Alexandre Gomes, o primeiro brasileiro a ganhar um grande torneio internacional, é o herói de uma geração que aprendeu a jogar pôquer na internet.
A K. Ás e rei. Essas eram as cartas que Alexandre Gomes segurava quando Marco “Crazy” Johnson apostou todas as fichas – o que é conhecido como all-in na gíria do pôquer. Os dois estavam na final de um dos 55 torneios que compõem o World Series of Poker (WSOP), uma espécie de olimpíada anual do pôquer, em julho de 2008, em Las Vegas. Após três dias de competição, sobraram apenas Alexandre e Johnson de um total de 2.317 inscritos. O prêmio para o campeão: US$ 770 mil e um bracelete de ouro cravejado de diamantes. O jogo em questão: o Texas Hold’em No Limit (sem limite de apostas), a modalidade do pôquer mais popular.
Alexandre pagou, sem hesitar, a aposta do americano, que abriu as cartas: JQ, valete e dama. Os dois competidores já estavam “de all-in”. Faltava apenas que o crupiê virasse as “cartas comunitárias” para definir o ganhador (no Texas Hold’em, vence o jogador cujas duas cartas pessoais formam a melhor combinação com as cinco cartas da mesa).
O crupiê abriu 2-3-4-A-4. Alexandre tinha um par de ases vencedor. Restou, então, a Crazy Johnson assistir a festa dos brasileiros, que pulavam aos gritos de “Aha, uhu, o bracelete é nosso!” Com a vitória, o curitibano de 26 anos, que largara poucos meses antes a carreira de advogado para viver do baralho, tornou-se o primeiro brasileiro a vencer um torneio de prestígio internacional.
Alexandre faz parte de uma nova geração de jogadores criada no universo on-line.
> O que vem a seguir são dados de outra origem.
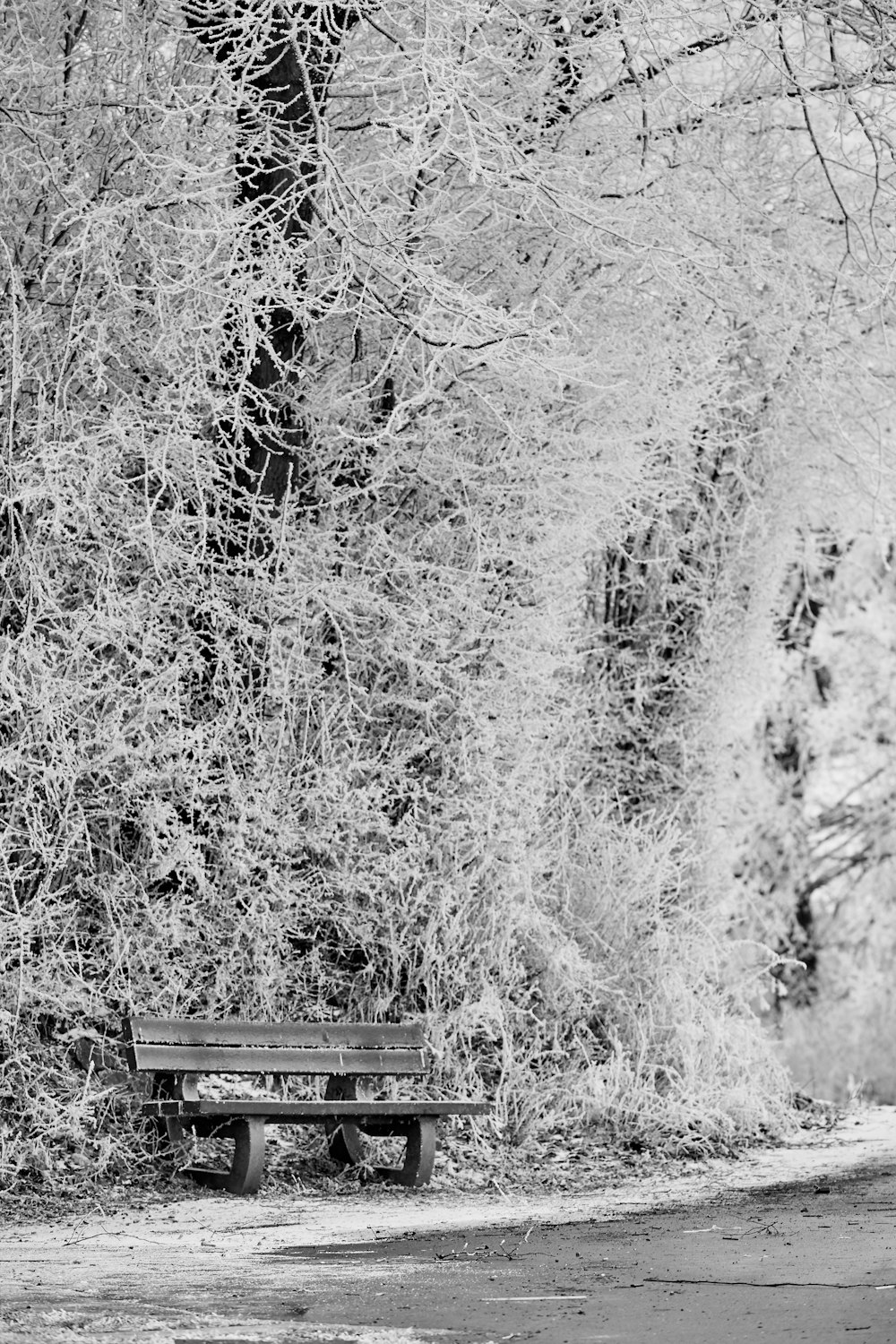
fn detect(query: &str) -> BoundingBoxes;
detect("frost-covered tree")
[0,0,893,1188]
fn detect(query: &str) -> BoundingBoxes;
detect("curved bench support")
[323,1075,435,1187]
[186,1116,264,1195]
[389,1116,435,1187]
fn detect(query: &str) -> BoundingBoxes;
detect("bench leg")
[323,1074,364,1167]
[376,1116,435,1187]
[186,1116,264,1195]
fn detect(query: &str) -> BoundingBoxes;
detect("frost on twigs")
[0,0,890,1179]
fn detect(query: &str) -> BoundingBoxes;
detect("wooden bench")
[124,1018,489,1195]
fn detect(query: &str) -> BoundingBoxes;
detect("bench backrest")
[124,1018,430,1077]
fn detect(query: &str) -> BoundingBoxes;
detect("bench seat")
[141,1097,487,1125]
[124,1018,489,1195]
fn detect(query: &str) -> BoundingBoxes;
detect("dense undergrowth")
[0,0,892,1185]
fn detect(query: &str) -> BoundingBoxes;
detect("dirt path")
[0,1107,896,1344]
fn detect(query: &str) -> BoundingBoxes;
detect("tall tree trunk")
[184,0,358,558]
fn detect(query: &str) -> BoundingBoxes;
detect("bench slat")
[125,1018,426,1050]
[127,1042,428,1077]
[141,1099,490,1124]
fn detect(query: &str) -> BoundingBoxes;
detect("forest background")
[0,0,896,1185]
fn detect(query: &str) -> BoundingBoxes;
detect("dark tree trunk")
[184,0,358,558]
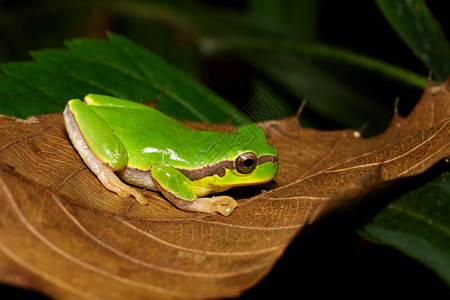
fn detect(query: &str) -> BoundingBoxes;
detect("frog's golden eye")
[235,152,257,174]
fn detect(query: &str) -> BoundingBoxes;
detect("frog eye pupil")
[235,152,257,174]
[244,158,253,168]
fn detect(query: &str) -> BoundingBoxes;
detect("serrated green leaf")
[0,34,246,123]
[376,0,450,81]
[358,172,450,285]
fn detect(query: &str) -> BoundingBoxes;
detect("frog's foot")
[170,196,238,216]
[97,167,148,205]
[151,165,238,216]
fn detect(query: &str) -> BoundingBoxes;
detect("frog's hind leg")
[64,100,148,205]
[150,165,238,216]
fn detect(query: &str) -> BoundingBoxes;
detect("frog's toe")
[185,196,238,216]
[211,196,238,216]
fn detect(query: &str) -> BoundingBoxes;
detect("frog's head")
[187,125,279,191]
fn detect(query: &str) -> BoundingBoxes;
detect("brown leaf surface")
[0,81,450,299]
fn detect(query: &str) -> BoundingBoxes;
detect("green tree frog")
[64,94,278,216]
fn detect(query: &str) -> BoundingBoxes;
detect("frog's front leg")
[151,165,238,216]
[64,99,148,205]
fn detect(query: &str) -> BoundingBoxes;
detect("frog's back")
[88,106,219,169]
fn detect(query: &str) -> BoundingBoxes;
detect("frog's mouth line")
[177,155,278,181]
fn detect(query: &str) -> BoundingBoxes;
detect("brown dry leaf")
[0,80,450,299]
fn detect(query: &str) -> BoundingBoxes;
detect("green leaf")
[358,172,450,285]
[376,0,450,81]
[0,34,246,123]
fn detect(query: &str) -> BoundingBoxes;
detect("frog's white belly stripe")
[64,107,157,191]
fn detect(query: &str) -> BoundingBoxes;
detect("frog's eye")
[235,152,257,174]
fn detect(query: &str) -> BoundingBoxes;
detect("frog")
[63,94,279,216]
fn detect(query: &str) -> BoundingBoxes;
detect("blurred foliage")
[0,0,450,297]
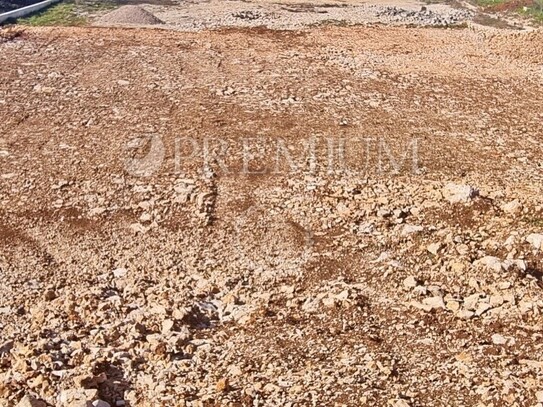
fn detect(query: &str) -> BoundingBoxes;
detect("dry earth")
[0,21,543,407]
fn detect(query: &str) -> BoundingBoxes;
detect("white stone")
[526,233,543,250]
[426,243,441,256]
[402,225,424,236]
[475,256,503,272]
[422,296,445,309]
[492,334,507,345]
[500,199,522,215]
[441,183,479,203]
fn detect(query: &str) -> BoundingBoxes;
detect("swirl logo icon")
[124,134,165,177]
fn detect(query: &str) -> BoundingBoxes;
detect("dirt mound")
[98,6,164,25]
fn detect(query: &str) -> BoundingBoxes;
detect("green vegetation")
[17,3,87,26]
[519,0,543,23]
[17,0,115,26]
[476,0,506,7]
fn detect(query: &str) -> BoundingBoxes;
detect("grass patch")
[17,3,87,26]
[17,0,115,26]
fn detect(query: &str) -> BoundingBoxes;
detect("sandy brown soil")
[0,27,543,407]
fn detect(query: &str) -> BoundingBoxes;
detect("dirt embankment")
[0,27,543,407]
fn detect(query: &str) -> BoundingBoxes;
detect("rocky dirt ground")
[0,11,543,407]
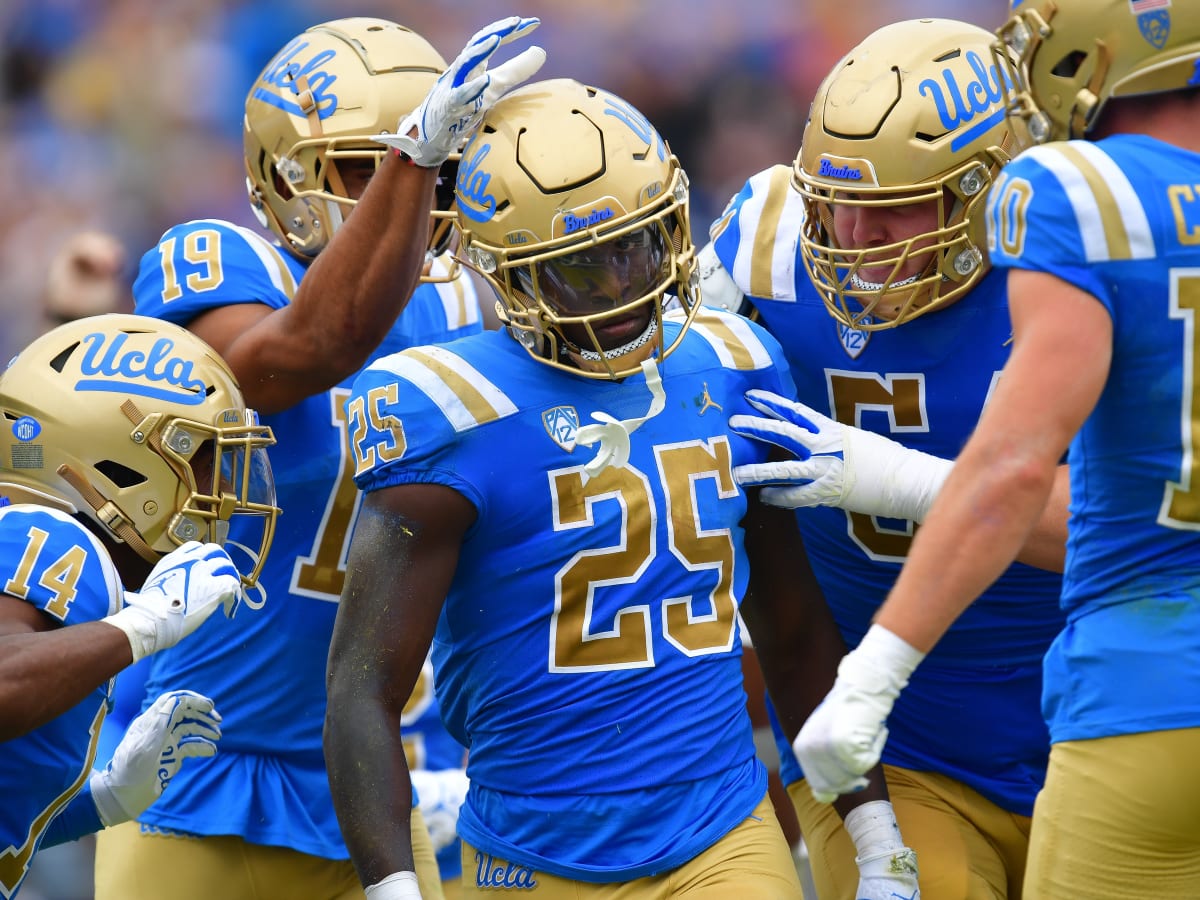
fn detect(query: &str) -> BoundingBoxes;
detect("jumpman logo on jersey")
[696,382,724,415]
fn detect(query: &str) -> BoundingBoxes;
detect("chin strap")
[58,463,162,563]
[575,358,667,478]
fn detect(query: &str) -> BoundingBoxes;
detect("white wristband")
[838,625,925,701]
[365,872,421,900]
[101,606,158,662]
[845,800,904,859]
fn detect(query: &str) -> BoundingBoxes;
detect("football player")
[701,19,1066,900]
[782,0,1200,900]
[0,314,278,898]
[325,79,916,900]
[400,659,469,900]
[96,17,545,900]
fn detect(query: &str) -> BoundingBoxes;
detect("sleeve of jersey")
[347,347,516,505]
[133,220,296,325]
[0,504,124,625]
[691,307,796,398]
[988,140,1154,310]
[708,166,804,300]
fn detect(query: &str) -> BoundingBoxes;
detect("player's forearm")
[324,700,415,886]
[1016,466,1070,572]
[0,622,132,742]
[875,444,1055,653]
[288,154,437,374]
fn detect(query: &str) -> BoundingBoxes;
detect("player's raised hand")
[102,541,244,662]
[376,16,546,168]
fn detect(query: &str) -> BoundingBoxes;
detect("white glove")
[374,16,546,168]
[410,769,470,853]
[366,872,421,900]
[90,691,221,827]
[101,541,244,662]
[730,390,954,522]
[792,625,925,803]
[846,800,920,900]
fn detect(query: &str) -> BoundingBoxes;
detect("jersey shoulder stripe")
[686,306,774,371]
[1018,140,1154,263]
[726,166,804,300]
[430,264,480,331]
[181,218,296,300]
[371,347,517,432]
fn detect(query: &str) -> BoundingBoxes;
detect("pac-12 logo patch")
[541,407,580,454]
[838,323,871,359]
[12,415,42,442]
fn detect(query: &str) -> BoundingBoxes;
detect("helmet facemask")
[472,172,696,378]
[793,161,1000,331]
[457,79,700,379]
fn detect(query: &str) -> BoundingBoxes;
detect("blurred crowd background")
[0,0,1008,900]
[0,0,1008,365]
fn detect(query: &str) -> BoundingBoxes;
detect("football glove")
[89,691,221,827]
[366,872,421,900]
[792,625,925,803]
[101,541,244,662]
[374,16,546,168]
[730,390,954,522]
[410,769,470,853]
[846,800,920,900]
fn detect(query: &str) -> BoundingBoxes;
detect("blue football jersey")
[0,504,124,896]
[133,220,481,859]
[988,134,1200,742]
[400,660,467,881]
[349,311,792,882]
[712,166,1063,815]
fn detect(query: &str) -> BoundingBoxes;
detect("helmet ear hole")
[1050,50,1087,78]
[92,460,146,487]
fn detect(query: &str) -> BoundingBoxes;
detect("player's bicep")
[1008,269,1112,451]
[0,594,59,637]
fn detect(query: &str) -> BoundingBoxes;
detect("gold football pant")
[787,766,1032,900]
[1025,728,1200,900]
[453,797,803,900]
[96,809,443,900]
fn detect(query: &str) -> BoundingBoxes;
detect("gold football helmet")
[792,19,1016,331]
[0,313,280,584]
[996,0,1200,144]
[242,18,457,277]
[456,79,700,378]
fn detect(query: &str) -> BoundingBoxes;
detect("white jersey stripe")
[1025,140,1154,263]
[370,347,517,431]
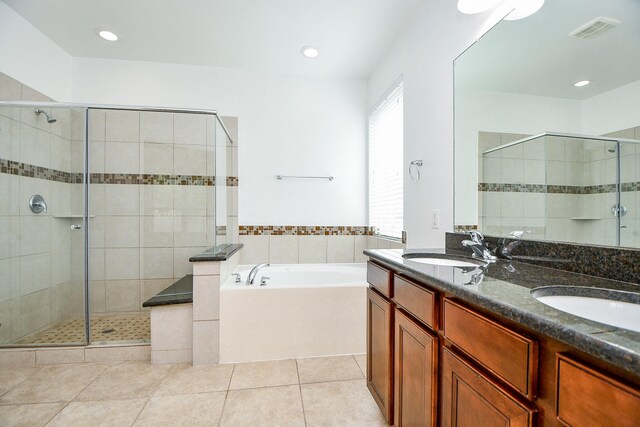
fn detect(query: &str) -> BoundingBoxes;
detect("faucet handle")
[509,230,531,239]
[469,231,484,243]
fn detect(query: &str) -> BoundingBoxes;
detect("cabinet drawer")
[556,354,640,427]
[367,261,393,298]
[443,299,538,399]
[393,275,436,329]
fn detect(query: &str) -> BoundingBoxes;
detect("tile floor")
[0,355,387,427]
[13,312,151,345]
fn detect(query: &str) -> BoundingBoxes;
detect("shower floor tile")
[13,313,151,345]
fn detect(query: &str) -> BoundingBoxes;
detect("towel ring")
[409,160,422,182]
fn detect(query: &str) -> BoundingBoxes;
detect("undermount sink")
[402,253,486,268]
[531,286,640,332]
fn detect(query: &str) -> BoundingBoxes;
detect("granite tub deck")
[364,249,640,377]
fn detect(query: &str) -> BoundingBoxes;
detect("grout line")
[295,359,307,426]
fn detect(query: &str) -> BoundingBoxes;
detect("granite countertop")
[142,274,193,307]
[189,243,244,262]
[364,249,640,376]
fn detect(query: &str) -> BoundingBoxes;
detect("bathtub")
[220,264,367,363]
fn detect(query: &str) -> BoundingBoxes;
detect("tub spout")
[246,263,270,286]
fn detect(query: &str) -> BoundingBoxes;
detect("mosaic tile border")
[478,182,640,194]
[0,158,239,187]
[239,225,373,236]
[453,225,478,233]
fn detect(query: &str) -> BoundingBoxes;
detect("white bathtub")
[220,264,367,363]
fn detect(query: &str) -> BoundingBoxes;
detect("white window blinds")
[369,82,403,239]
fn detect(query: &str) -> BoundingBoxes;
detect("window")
[369,81,403,239]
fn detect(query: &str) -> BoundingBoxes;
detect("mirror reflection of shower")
[34,108,58,123]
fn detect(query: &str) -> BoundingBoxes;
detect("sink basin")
[402,253,485,268]
[531,286,640,332]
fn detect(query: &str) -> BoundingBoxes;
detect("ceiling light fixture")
[504,0,544,21]
[300,46,320,58]
[96,28,118,42]
[458,0,504,15]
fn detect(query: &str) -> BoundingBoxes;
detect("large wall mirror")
[454,0,640,247]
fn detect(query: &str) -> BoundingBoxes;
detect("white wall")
[73,58,367,229]
[369,0,502,247]
[0,1,72,101]
[582,80,640,135]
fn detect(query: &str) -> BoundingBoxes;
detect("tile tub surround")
[0,355,387,427]
[238,229,405,264]
[446,233,640,283]
[366,249,640,381]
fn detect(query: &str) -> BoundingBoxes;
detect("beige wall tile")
[151,304,193,352]
[173,185,207,216]
[105,248,140,280]
[140,185,174,216]
[238,236,270,264]
[173,144,207,175]
[327,236,355,262]
[140,143,173,175]
[140,111,173,143]
[105,110,140,142]
[269,236,299,264]
[105,280,142,313]
[140,215,173,248]
[140,248,174,279]
[105,216,140,248]
[105,184,140,215]
[173,216,207,247]
[104,141,140,174]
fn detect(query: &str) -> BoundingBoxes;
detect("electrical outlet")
[431,209,440,230]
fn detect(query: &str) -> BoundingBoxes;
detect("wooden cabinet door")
[441,348,535,427]
[394,309,438,427]
[367,289,394,423]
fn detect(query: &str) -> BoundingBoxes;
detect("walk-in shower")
[478,132,640,247]
[0,102,237,347]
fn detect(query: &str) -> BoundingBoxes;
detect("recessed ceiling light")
[300,46,320,58]
[458,0,503,15]
[96,28,118,42]
[504,0,544,21]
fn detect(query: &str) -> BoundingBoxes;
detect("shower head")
[34,108,58,123]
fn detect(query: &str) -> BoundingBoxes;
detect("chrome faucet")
[496,230,531,259]
[246,263,270,286]
[462,231,497,262]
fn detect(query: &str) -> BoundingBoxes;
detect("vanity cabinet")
[394,309,438,426]
[367,260,640,427]
[441,348,535,427]
[367,288,394,423]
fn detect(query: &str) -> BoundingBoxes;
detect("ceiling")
[455,0,640,100]
[4,0,422,79]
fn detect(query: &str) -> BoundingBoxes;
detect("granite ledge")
[364,250,640,377]
[142,274,193,307]
[189,243,244,262]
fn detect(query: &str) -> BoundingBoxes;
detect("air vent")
[569,16,620,40]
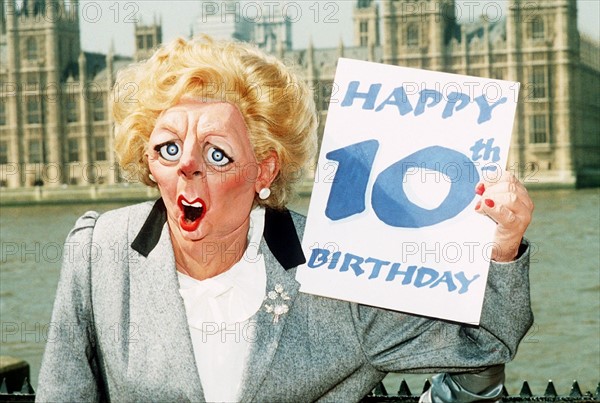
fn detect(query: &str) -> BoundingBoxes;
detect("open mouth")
[177,195,205,231]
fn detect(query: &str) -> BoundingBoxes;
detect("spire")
[78,50,87,84]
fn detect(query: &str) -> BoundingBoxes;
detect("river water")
[0,189,600,394]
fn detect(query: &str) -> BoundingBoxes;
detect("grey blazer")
[37,200,532,402]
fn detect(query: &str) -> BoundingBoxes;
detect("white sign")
[297,59,519,324]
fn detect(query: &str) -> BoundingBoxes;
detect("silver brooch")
[265,284,290,323]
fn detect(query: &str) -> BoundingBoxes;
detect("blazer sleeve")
[352,242,533,373]
[36,212,103,401]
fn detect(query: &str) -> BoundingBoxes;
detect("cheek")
[209,173,254,199]
[148,161,177,194]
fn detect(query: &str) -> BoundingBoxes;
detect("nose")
[179,136,202,179]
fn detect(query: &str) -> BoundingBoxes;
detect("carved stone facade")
[0,0,600,188]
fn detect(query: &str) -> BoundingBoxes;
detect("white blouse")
[177,207,267,402]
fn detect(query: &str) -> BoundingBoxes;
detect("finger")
[478,176,534,212]
[480,194,531,233]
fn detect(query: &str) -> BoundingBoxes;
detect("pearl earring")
[258,188,271,200]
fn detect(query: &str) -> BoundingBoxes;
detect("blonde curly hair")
[111,37,318,208]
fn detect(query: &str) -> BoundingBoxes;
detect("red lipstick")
[177,195,206,232]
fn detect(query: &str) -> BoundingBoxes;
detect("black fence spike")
[519,381,532,397]
[21,378,35,395]
[398,379,412,396]
[544,379,558,397]
[569,380,582,397]
[374,382,387,396]
[421,379,431,393]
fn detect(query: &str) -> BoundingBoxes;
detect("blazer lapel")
[234,239,300,402]
[129,202,205,402]
[240,210,306,402]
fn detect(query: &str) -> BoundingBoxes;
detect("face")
[146,100,270,245]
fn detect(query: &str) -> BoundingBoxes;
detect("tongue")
[183,206,202,221]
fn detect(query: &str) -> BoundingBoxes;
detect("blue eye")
[158,143,181,161]
[206,147,231,167]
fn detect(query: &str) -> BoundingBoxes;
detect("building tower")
[353,0,379,47]
[383,0,457,70]
[193,0,253,42]
[133,17,162,62]
[0,0,81,186]
[252,1,295,54]
[507,0,580,184]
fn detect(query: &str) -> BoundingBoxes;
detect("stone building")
[0,0,600,188]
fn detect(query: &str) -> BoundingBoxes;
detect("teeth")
[181,200,202,208]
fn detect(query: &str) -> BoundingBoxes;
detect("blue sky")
[80,0,600,55]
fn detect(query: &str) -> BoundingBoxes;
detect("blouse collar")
[177,207,267,331]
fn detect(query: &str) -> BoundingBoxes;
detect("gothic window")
[0,140,8,164]
[530,17,545,39]
[529,115,548,144]
[94,94,104,122]
[0,100,6,126]
[27,98,42,124]
[28,139,42,164]
[530,66,548,99]
[94,137,106,161]
[406,23,419,48]
[360,21,369,46]
[65,99,79,123]
[67,139,79,162]
[25,37,38,60]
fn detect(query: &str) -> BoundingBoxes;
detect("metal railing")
[361,380,600,403]
[0,378,600,403]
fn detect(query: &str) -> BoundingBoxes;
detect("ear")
[254,151,279,193]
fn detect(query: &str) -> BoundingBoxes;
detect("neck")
[171,219,250,280]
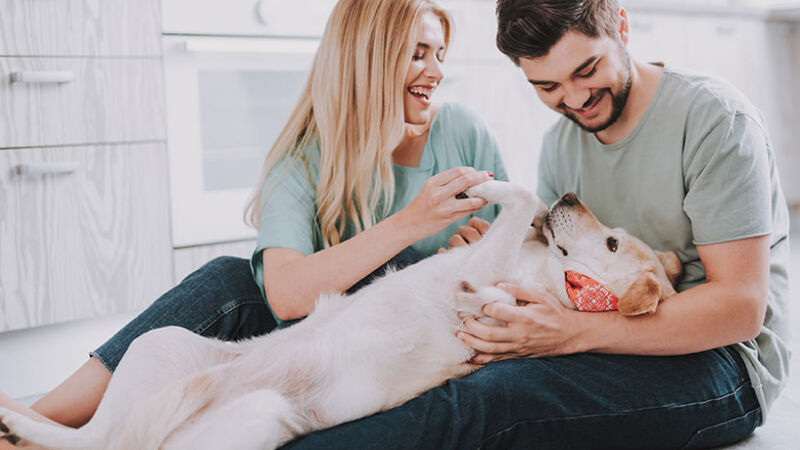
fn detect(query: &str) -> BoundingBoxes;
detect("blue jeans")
[93,257,761,450]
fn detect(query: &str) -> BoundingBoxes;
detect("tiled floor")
[727,230,800,450]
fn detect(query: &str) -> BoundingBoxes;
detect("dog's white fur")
[0,181,674,450]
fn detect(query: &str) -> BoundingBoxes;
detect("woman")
[0,0,506,446]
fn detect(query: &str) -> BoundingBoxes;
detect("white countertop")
[619,0,800,22]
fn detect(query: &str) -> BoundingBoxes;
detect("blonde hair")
[245,0,451,248]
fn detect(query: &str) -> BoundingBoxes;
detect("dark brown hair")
[497,0,619,65]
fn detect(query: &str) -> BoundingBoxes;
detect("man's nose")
[563,86,592,109]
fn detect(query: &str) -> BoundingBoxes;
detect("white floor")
[728,230,800,450]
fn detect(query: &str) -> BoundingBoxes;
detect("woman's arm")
[263,167,490,320]
[459,236,770,364]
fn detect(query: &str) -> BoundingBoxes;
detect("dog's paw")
[0,408,20,446]
[466,180,547,212]
[455,281,516,325]
[465,180,503,203]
No bolso, leva um adesivo do site PokerStars, seu patrocinador desde a conquista em Las Vegas, para grudá-lo na roupa caso vá jogar baralho, ou tirar uma foto.
O Texas Hold’em entrou na vida de Alexandre aos 22 anos, de uma maneira convencional: pelos amigos. Um dia, por insistência de um dos colegas, decidiu experimentar o pôquer on-line. Foi quando fez seu primeiro – e único – depósito no PokerStars, de US$ 100. Com o apelido Allimgomes, só jogava de madrugada. Já na primeira semana, em um torneio cuja inscrição custara US$ 3, ficou em terceiro lugar e faturou US$ 1.500.
Animado com o resultado, sacou US$ 1.000 e deixou US$ 600 para continuar jogando. Foi logo “fatiado”, como se diz nas casas de pôquer quando alguém perde muitas fichas. Sua conta ficou reduzida a US$ 50. “Naquele momento, percebeu que o Texas Hold’em não era tão fácil quanto imaginava”. Alexandre passou a estudar o jogo em blogs, revistas, livros e fóruns de discussão.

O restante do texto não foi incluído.